Yeah, tbh most of my friends are just 'friends of convenience'. All doing the same subject at college...they get on better with each other than with me though. I'm just the kind of 'hanger on' I suppose.


----------



## LunaBlitz

Something similar happened to me with a best friend of mine. I had to cut myself off from her because I was being so negative. I had to be the mature one and know when I was dragging someone down with me. When you have depression it can make you self centered sometimes and not allow you to focus on the right things at hand. In relationships that negativity stresses the other person out sometimes cause no one wants to feel or dwell on sorrow. 

I'm not saying remove yourself from your group of friends or hate yourself cause that will only plunge you deeper into depression. But you have to make a conscious decision and tell yourself when you hang out with them you're not going to be the one who pulls the mood down. And if you need to talk to one of them ask them first if you can vent for a second. That way they are prepared to hear anything negative and they have the choice not to hear it when you are polite enough to ask. Be sure to use the word vent so they know you just want someone to listen. 

When you are depressed it shows through your tone of voice and body language. Start thinking of things that make you laugh when you feel this way around your friends. Enjoy your time with them and make sure you're doing things with them that you actually like and not just doing it cause they all want to.


----------



## TenYears

I agree with @allthatsparkles in that it's easy to overthink and overanalyze things. I'm horrible with that. I was sitting here going over everything I said to my kids this past weekend, analyzing everything. Did I say the right thing? Give the right advice? My oldest was kind of quiet on the ride home, is she upset with me? And on and on.
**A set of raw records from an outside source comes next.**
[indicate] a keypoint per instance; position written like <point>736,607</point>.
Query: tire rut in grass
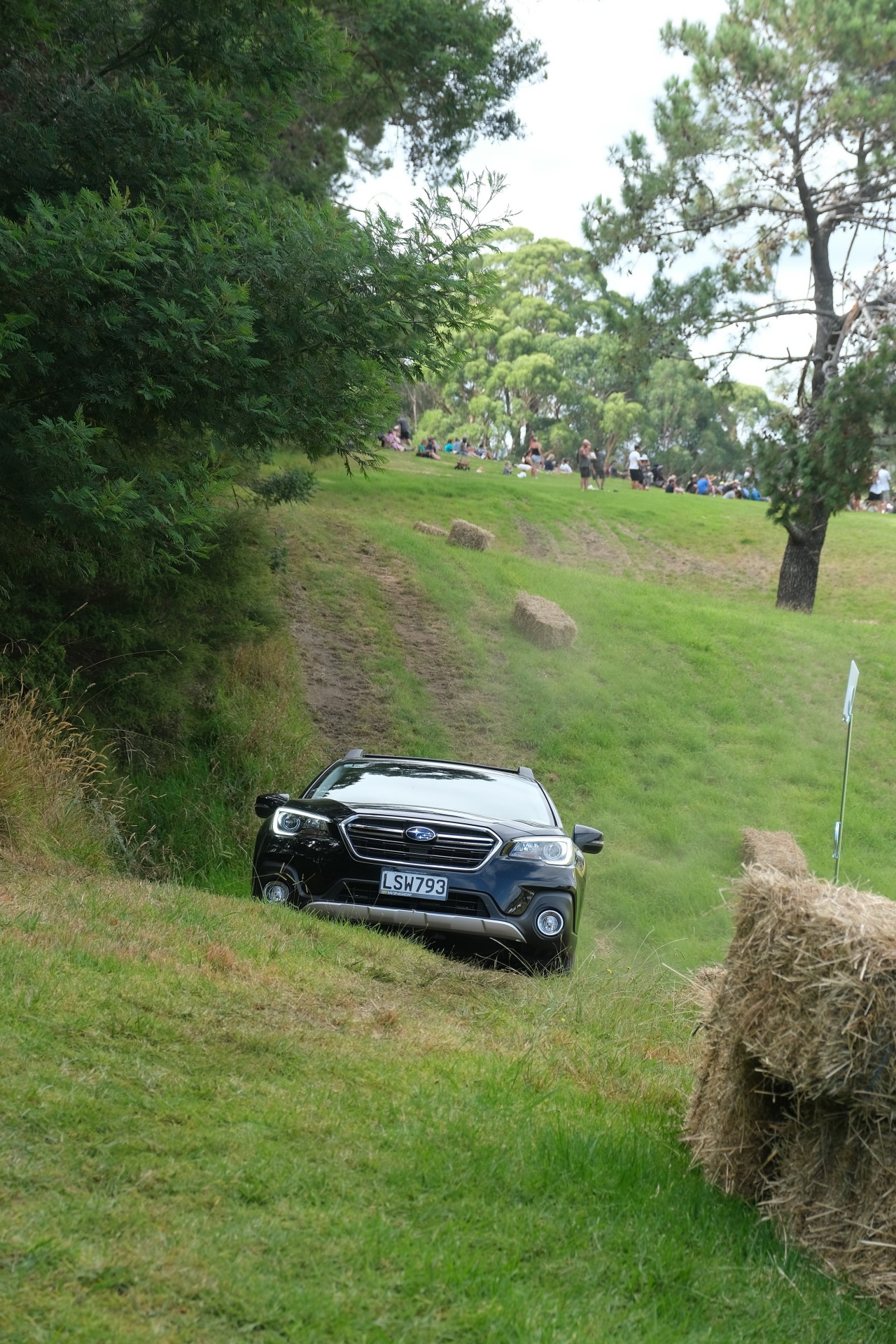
<point>347,705</point>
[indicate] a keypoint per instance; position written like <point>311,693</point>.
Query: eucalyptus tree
<point>780,146</point>
<point>171,314</point>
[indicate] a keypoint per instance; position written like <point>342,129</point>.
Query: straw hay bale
<point>794,1101</point>
<point>543,622</point>
<point>833,1191</point>
<point>735,1109</point>
<point>469,536</point>
<point>811,987</point>
<point>774,850</point>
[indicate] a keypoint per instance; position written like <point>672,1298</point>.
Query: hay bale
<point>734,1117</point>
<point>543,622</point>
<point>794,1102</point>
<point>811,987</point>
<point>469,536</point>
<point>833,1190</point>
<point>774,850</point>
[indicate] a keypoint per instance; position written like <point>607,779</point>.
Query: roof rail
<point>356,755</point>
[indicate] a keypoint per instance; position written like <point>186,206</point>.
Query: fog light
<point>276,891</point>
<point>550,923</point>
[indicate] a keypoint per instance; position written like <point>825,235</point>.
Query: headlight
<point>292,822</point>
<point>536,850</point>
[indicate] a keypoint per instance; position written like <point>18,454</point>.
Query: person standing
<point>584,467</point>
<point>879,489</point>
<point>636,475</point>
<point>599,467</point>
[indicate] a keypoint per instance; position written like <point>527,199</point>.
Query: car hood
<point>337,811</point>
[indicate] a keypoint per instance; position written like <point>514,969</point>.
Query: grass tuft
<point>55,799</point>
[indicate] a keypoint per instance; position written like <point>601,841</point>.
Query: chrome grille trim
<point>382,840</point>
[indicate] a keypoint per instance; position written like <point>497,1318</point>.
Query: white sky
<point>606,65</point>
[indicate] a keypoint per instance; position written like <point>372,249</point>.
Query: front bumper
<point>330,882</point>
<point>430,920</point>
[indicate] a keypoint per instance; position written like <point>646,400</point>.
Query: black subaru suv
<point>453,850</point>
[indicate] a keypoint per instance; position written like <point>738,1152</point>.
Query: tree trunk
<point>798,575</point>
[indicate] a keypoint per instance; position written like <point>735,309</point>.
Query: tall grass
<point>57,802</point>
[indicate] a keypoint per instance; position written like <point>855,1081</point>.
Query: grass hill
<point>225,1121</point>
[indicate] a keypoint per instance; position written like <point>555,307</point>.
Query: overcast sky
<point>605,67</point>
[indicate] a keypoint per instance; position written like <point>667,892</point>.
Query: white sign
<point>850,692</point>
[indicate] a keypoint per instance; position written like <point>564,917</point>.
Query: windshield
<point>435,788</point>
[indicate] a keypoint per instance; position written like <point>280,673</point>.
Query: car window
<point>406,784</point>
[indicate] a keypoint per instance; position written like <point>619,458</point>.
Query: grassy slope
<point>688,707</point>
<point>223,1121</point>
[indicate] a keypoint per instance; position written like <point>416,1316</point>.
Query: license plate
<point>430,886</point>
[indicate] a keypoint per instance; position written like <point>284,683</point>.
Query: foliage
<point>780,144</point>
<point>293,486</point>
<point>438,73</point>
<point>567,359</point>
<point>172,315</point>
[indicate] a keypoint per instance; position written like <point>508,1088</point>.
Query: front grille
<point>368,894</point>
<point>383,840</point>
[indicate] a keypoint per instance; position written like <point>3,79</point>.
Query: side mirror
<point>267,803</point>
<point>587,839</point>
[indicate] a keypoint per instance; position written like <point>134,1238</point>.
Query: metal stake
<point>848,720</point>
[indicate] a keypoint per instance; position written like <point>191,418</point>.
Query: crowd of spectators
<point>594,470</point>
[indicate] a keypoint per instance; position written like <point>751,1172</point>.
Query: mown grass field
<point>223,1121</point>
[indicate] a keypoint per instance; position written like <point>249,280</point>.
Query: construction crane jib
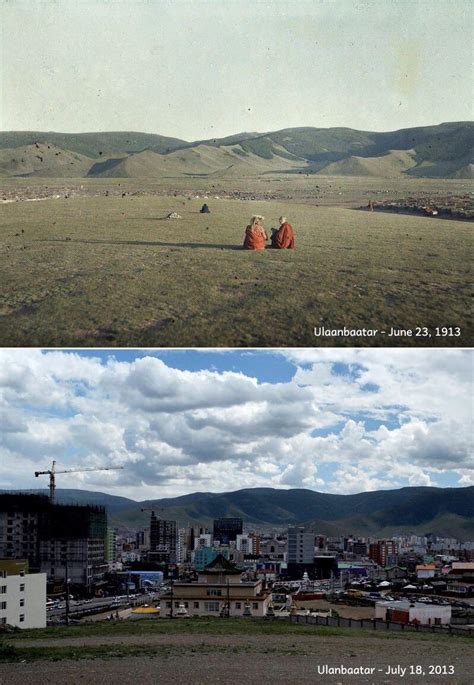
<point>53,471</point>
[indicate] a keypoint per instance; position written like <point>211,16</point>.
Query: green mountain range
<point>443,511</point>
<point>442,151</point>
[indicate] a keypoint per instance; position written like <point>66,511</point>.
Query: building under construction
<point>61,540</point>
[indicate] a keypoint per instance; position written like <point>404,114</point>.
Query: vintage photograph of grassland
<point>130,171</point>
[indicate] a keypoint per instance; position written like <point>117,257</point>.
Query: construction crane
<point>52,475</point>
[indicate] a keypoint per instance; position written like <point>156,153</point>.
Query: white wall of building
<point>23,600</point>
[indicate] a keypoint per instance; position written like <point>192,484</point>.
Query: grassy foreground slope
<point>112,271</point>
<point>205,651</point>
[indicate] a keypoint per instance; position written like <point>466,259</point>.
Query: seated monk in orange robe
<point>284,238</point>
<point>255,236</point>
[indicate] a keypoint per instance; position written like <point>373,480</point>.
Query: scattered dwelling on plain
<point>413,612</point>
<point>219,590</point>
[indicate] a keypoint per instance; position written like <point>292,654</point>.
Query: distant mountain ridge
<point>443,511</point>
<point>442,151</point>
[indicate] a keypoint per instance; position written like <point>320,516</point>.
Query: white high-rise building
<point>22,595</point>
<point>245,544</point>
<point>300,545</point>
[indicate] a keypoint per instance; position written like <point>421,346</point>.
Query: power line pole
<point>172,598</point>
<point>67,589</point>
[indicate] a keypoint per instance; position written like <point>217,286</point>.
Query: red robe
<point>255,238</point>
<point>284,238</point>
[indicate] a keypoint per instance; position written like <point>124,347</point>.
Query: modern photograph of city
<point>236,342</point>
<point>189,511</point>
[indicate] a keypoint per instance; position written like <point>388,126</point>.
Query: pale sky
<point>206,68</point>
<point>181,421</point>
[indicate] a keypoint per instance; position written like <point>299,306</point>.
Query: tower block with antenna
<point>52,475</point>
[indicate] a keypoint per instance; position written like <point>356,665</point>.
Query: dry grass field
<point>97,270</point>
<point>226,651</point>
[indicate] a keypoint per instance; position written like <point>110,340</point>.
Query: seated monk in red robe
<point>255,236</point>
<point>284,238</point>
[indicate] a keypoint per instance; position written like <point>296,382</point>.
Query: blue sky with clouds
<point>179,421</point>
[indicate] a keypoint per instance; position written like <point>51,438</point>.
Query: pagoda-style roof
<point>220,565</point>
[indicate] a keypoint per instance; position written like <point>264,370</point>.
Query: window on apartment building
<point>211,607</point>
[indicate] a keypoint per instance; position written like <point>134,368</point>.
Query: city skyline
<point>181,421</point>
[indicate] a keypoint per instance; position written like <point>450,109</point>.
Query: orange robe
<point>284,238</point>
<point>255,238</point>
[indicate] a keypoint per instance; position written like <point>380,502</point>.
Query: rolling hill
<point>442,151</point>
<point>443,511</point>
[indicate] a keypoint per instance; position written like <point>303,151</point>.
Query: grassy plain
<point>217,650</point>
<point>96,270</point>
Your friends wouldn't be your friends if they secretly hated you. Really think about that, and how that sounds for a second. They don't hate you, it's your SA and probably some insecurities talking. Hey, be happy you have friends  , I have zero irl. None. Zip. Nada.


----------



## Caledon

I often feel this way  I often feel like a back up friend and I feel uninteresting and I'v had so many friends leave that I think I must be boring, even in real life I try to leave as soon as possible when talking to people to avoid annoying them because I feel as if I'm always being secretly judged and hated it drives me nuts because most of the time I end up being right. There are a few that I know don't get annoyed with me though, do you feel like you can deep down tell your true friends from the frenemys (fake friends) that want to hush you away as soon as they have gotten what they want?


----------



## BigBlueMoon

I have a good feeling they do. And actually, it's quite understandable, as I'm well aware of my flaws and have had friends that disliked me in the past. They do talk behind my back, that I know.


----------



## AndrewUK83

LunaBlitz said:


> Something similar happened to me with a best friend of mine. I had to cut myself off from her because I was being so negative. I had to be the mature one and know when I was dragging someone down with me. When you have depression it can make you self centered sometimes and not allow you to focus on the right things at hand. In relationships that negativity stresses the other person out sometimes cause no one wants to feel or dwell on sorrow.
> 
> I'm not saying remove yourself from your group of friends or hate yourself cause that will only plunge you deeper into depression. But you have to make a conscious decision and tell yourself when you hang out with them you're not going to be the one who pulls the mood down. And if you need to talk to one of them ask them first if you can vent for a second. That way they are prepared to hear anything negative and they have the choice not to hear it when you are polite enough to ask. Be sure to use the word vent so they know you just want someone to listen.
> 
> When you are depressed it shows through your tone of voice and body language. Start thinking of things that make you laugh when you feel this way around your friends. Enjoy your time with them and make sure you're doing things with them that you actually like and not just doing it cause they all want to.


That is all me that's how I get like with people especially when I think they don't care which if I am honest majority dont.


----------